Hiring job hoppers has been a long-debated, hot topic among anyone in the talent space. Job hopper: Flight risk? Spongers of the second chance? Or great employees with legitimate explanations? Screening and disqualifying these candidates has become an familiar sleight of hand – job timeline with less than two years? Strike, you’re out!
User fecak 412 says it best in this response to Ask HN: What do you think about job hopping?
This post isn’t intended to push you to make up your mind about them, although creating hiring criteria that eliminates anyone with experience at a role for less than a certain amount of time shrinks the number of potential candidates coming into your pipeline.
Before writing off the job hopping candidate, here are some factors to consider when looking at a dubbed stepper.
Do a double take.
One of the biggest gaffes sourcers and recruiters make when evaluating candidates is relying too heavily on listed date ranges as a way to categorize someone as a job hopper, and someone who meets the hiring manager’s criteria. We’ll later dive into why these dates can be irrelevant evidence for marking a candidate qualified and unqualified, but in any case, keep in mind not everyone formats their resumes or LinkedIn profiles the same way. Specifically, not all candidates will distinguish between which roles were a full-time or contracted job. Similarly, not all candidates make their former companies’ histories clear, for example, if the company was acquired, IPO’d, and didn’t have the resources to keep them on the team. If a person’s work experience, track record, and projects match up or exceed what you’re looking for in a suitable candidate for the role, consider our next point.
Coffee – book it.
If a candidate’s experience matches what you’re looking for, it’s okay to take a meeting. What’s 30 minutes to an hour of your time to speak with someone you might actually end up bringing in for a few interview rounds and the hire? Pick their brain with the intention of tuning out any biases you may have potentially placed by simply seeing their job-to-job-to-job movement on their resume or profile.
What you’re looking for is a clear understanding to the question, “Why us?”

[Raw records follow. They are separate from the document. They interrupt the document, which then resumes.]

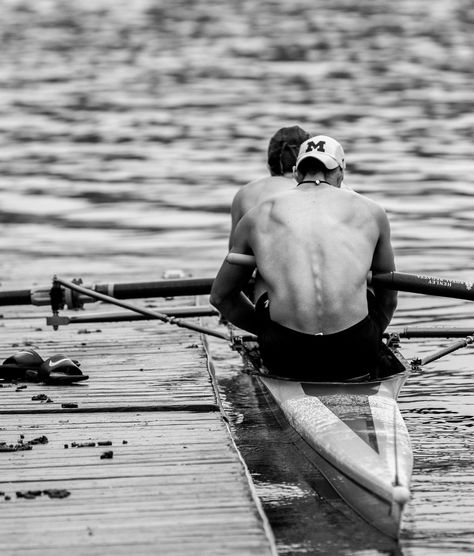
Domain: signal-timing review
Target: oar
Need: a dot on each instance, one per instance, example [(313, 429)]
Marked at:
[(428, 285), (420, 332), (54, 321), (415, 283), (132, 290), (116, 316), (419, 362)]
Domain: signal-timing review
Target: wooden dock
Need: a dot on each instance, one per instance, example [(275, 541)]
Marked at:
[(145, 463)]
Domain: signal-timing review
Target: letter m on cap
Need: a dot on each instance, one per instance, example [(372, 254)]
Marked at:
[(319, 146)]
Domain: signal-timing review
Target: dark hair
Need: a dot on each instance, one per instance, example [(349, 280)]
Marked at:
[(311, 166), (283, 149)]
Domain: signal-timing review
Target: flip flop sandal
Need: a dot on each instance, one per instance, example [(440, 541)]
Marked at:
[(59, 369), (28, 365)]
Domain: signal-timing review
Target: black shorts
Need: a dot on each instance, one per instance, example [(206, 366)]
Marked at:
[(333, 357)]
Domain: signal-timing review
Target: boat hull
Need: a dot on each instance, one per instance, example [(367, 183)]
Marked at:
[(355, 435)]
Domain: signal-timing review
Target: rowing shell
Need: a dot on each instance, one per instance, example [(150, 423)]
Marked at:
[(355, 435)]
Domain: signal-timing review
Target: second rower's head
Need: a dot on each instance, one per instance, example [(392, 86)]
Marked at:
[(283, 149), (320, 157)]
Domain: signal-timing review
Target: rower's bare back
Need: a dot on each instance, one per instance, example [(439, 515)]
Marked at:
[(314, 249)]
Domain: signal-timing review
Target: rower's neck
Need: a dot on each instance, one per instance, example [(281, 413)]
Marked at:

This is key to getting a better understanding of a candidate’s background, hearing out the reason they left their previous company, and learning what makes your company different. Did they do homework on your organization? Do they know who your competitors are? How interested or excited are they about solving the problems your company is working on, and identifying problems the team has yet to discover?

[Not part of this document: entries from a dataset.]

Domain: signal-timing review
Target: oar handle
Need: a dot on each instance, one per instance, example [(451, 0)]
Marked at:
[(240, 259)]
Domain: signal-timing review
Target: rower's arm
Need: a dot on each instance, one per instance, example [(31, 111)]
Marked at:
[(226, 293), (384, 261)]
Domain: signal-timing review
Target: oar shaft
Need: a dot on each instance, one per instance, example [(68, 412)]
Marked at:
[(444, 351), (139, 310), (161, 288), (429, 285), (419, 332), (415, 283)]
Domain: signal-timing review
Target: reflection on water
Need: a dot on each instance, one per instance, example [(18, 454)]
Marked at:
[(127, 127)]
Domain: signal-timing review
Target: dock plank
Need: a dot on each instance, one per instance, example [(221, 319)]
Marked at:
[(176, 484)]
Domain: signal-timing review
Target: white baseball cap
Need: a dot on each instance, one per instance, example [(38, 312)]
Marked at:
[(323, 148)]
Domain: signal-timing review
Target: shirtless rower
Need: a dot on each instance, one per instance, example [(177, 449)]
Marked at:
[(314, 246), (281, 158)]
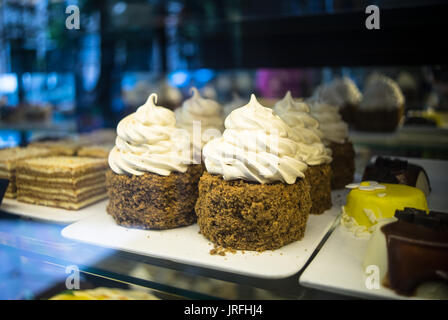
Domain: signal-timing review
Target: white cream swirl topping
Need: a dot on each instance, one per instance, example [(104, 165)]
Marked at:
[(257, 145), (306, 129), (331, 123), (201, 113), (148, 141)]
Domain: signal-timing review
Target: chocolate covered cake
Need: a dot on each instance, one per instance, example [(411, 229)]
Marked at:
[(392, 170)]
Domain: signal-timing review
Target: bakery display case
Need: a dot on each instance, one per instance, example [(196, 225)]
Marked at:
[(236, 150)]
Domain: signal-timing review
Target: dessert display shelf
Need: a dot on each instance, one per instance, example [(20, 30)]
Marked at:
[(50, 214), (338, 267), (186, 245)]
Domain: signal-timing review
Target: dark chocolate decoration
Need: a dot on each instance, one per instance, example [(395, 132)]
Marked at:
[(433, 219), (417, 249), (391, 170), (3, 186)]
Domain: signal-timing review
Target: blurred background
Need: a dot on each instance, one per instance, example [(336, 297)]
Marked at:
[(55, 81)]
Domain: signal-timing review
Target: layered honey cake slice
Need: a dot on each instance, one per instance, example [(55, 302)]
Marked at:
[(61, 181), (8, 161), (95, 151)]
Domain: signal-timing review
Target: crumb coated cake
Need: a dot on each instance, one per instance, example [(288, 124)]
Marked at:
[(319, 178), (152, 183), (312, 151), (151, 201), (61, 181), (249, 216), (254, 195), (8, 163)]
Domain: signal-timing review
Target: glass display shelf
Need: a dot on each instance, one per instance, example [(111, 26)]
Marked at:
[(41, 242)]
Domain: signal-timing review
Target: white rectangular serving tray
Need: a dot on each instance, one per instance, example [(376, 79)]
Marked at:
[(338, 267), (186, 245), (50, 214)]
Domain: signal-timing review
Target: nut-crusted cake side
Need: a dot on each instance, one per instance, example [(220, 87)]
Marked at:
[(151, 201), (319, 178), (250, 216), (343, 164)]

Poke around their decision for shifting over to another company, and ask what about their previous role kept them from staying with the team for a longer time. Do they tell a compelling story that illustrates their thought and work processes, and can these narratives be verified by their references? While it’s illegal to ask certain questions about a candidate’s personal life, listen for common instances like a bad culture fit, misaligned job expectations, and if the candidate chooses to bring it up, any family-related issues that required them to leave their job.
Experience entails extra inquiry.
Did you know 91% of Millennials expect to stay in the same role for less than three years? That means throughout their working lives, these employees will have anywhere between 15 and 20 jobs, for reasons ranging from their desire to get a diverse mix of work experience to the trial-and-error that comes with the hunt for finding a fulfilling career – but even the idea of that is fleeting.

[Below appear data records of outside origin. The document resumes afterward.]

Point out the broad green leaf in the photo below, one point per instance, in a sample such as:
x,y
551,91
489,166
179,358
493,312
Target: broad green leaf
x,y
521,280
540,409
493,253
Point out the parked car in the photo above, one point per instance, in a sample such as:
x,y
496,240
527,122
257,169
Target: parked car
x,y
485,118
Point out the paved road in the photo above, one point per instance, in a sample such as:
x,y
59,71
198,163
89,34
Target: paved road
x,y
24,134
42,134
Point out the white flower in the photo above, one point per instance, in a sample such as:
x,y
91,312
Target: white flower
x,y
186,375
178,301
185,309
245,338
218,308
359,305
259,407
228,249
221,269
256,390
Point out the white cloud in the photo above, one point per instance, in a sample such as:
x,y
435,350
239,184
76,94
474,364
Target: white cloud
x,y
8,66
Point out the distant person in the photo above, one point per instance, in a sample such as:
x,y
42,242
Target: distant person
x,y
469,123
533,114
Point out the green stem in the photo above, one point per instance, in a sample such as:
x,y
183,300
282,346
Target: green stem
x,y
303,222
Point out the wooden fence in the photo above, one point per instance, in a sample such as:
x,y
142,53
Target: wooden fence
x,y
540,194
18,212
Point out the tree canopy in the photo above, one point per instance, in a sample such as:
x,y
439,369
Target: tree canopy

Heed a little more caution if said job hopper falls outside the Millennial bracket (by definition, born before 1977) and has more experience in the workforce, someone whom you would expect would have an understanding about what they’re looking for in a job, lending them the ability, if not necessity, to stay in a role for a longer period of time. (Could there be a bigger issue with them not knowing the difference between a company that's a good or bad fit for what they're looking for?) Also, hold the same discretion to candidates who have moved into lateral positions between multiple companies.
Lay out expectations from the start.
This applies to both the candidate and company fronts. Make it a point to communicate your expectations for the employee the company will hire for the role. Are you looking for a full-time employee, contractor, or a consultant? Are you hiring to fill long-term or short-term goals? From the get-go, let candidates know whether you’re interested in hiring someone who will grow into the role, and how that has an impact on the company’s road map. In addition, be sure to get an understanding about what the candidate is looking for in a role. Doing this communicates your company wants to keep candidates around for the long run – not only for this role, but throughout all parts of the team. Try asking these questions: What do you want to do after working with our company? Where do you want to be in five years?
You can’t guarantee the length of time any employee will stay with the company, and a history of frequent job changes is hardly a comprehensive, quintessential model for an employee who isn’t a good fit for your team. By establishing a clear, two-way understanding of a company and candidate’s intentions and expectations, recruiters can expand their funnel of qualified, absolutely hire-able talent that may very well be overlooked by most.